2. See also Cellular Sales of Missouri, LLC v. National Labor Relations Board, ___ F.3d ____, 2016 WL 3093363, *2 (8th Cir. June 2, 2016) ("we conclude that Cellular Sales did not violate section 8(a)(1) [of the NLRA] by requiring its employees to enter into an arbitration agreement that included a waiver of class or collective actions in all forums to resolve employment-related disputes"); Sutherland v. Ernst & Young LLP, 726 F.3d 290, 296-97 & n.8 (2nd Cir. 2013) (observing that "every Court of Appeals to have considered this issue has concluded that the FLSA does not preclude the waiver of collective action claims" and declining to adopt the NLRB's conclusion "that a waiver of the right to pursue a FLSA claim collectively in any forum violates the" NLRA); Siy v. CashCall, Inc., 2014 WL 37879, *15 (D. Nev. Jan. 6, 2014) ("In short, the overwhelming weight of authority supports Defendant's position that an arbitration agreement containing a collective action waiver of FLSA claims is valid and enforceable under the FAA."). The Eleventh Circuit has not definitively adjudicated this question, but has observed that "all of the circuits to address this issue have concluded that § 16(b) [of the FLSA] does not provide for a non-waivable, substantive right to bring a collective action." Walthour v. Chipio Windshield Repair, LLC, 745 F.3d 1326, 1336 (11th Cir. 2014); see generally Curbelo v. Autonation Ben. Co., 2015 WL 667655, *4 (S.D. Fla. Feb. 17, 2015) ("Plaintiff's arbitrability argument regarding her waiver, through the Arbitration Agreement, of her collective action rights under the FLSA is directly contrary to Eleventh Circuit precedent."); De Oliveira v. Citicorp North America, Inc., 2012 WL 1831230, *1 (M.D. Fla. May 18, 2012) ("The Court agrees with Defendants that the law of the Eleventh Circuit upholds the enforcement of arbitration agreements waiving an individual's right to pursue collective claims under the FLSA."); Zekri v. Macy's Retail Holdings, Inc., 2010 WL 4660013, *1 (N.D. Ga. Nov. 4, 2010) ("Eleventh Circuit case law also supports the conclusion that arbitration agreements may validly require waiver of statutory rights to bring class or collective actions.").

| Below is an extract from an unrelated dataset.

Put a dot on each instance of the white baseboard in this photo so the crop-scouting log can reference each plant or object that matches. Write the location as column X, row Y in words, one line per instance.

3. See also Ex parte Celtic Life Ins. Co., 834 So.2d 766, 769 (Ala. 2002) (recognizing that "this Court has frequently excised void or illegal provisions in a contract, even in the absence of a severability clause, and enforced the remainder of the contract"); Bodine v. Cook's Pest Control, Inc., 2015 WL 3796493, *4 (N.D. Ala. June 18, 2015) ("[I]n view of the clear and well-settled Alabama law favoring severability, as well as the FAA's requirement that arbitration agreements be treated no less favorably than other contracts under state law, the severability clause in this case should be applied to prevent any invalid provisions from destroying the entire agreement to arbitrate.").